= William Walsh (piper) =

William Walsh (1859-after 1913) was an Irish piper.

Walsh was a native of Oughterard, County Galway, a Gaeilgeoir, and musically self-taught. He emigrated to the United States with his parents, eventually joining the Chicago police force. He participated and won the Gaelic Feis in that city in July 1912, and again in 1913.

He provided O'Neill with some information concerning obscure Connacht pipers:

"Through the kindness of Officer William Walsh of the Chicago police force, we present the names of some Connacht pipers unknown to fame, as they had never rambled beyond the confines of their native province. Though a native of Oughterard, County Galway, Officer Walsh is an accomplished "Highland piper," and a writer of pipe music."

"Between the fifties and eighties of the nineteenth century there rambled through the said county, "Paddy" Green, a blind piper from Tuam; "Paddy" Kilkenny, who hailed from Clifden; and John Lennan of Kilkerin, who achieved considerable repute throughout Connemara."

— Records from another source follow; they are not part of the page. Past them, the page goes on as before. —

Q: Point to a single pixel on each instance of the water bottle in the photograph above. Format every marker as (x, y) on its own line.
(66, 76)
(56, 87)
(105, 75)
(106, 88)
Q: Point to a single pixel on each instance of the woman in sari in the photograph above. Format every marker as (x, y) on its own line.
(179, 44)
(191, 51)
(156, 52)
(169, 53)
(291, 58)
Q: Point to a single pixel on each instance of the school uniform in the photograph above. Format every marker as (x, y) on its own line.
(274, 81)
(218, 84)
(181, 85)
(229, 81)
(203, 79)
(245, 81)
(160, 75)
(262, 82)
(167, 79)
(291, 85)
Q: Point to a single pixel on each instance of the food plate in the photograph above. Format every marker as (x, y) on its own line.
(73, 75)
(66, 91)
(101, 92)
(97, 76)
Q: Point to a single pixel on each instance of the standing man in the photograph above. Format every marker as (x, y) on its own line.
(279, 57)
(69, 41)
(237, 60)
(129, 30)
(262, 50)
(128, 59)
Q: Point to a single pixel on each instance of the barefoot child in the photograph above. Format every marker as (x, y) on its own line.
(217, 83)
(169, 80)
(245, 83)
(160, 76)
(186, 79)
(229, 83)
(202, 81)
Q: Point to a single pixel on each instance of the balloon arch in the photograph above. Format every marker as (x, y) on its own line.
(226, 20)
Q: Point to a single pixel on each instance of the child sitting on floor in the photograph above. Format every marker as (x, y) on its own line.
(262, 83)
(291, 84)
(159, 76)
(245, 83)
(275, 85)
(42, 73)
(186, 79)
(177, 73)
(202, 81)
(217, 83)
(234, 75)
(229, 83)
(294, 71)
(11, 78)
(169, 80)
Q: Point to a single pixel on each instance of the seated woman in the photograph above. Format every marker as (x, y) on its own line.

"Martin Moran was a native of County Mayo, and Charles Daly, though born in Clara, spent most of his time in Galway. There was another piper, known only by the name "Eunachaun," who for neatly thirty years enjoyed enviable popularity in Iarconnacht. No wedding or christening could be properly celebrated without the piper and his music in that district or in Connemara in the "good old times."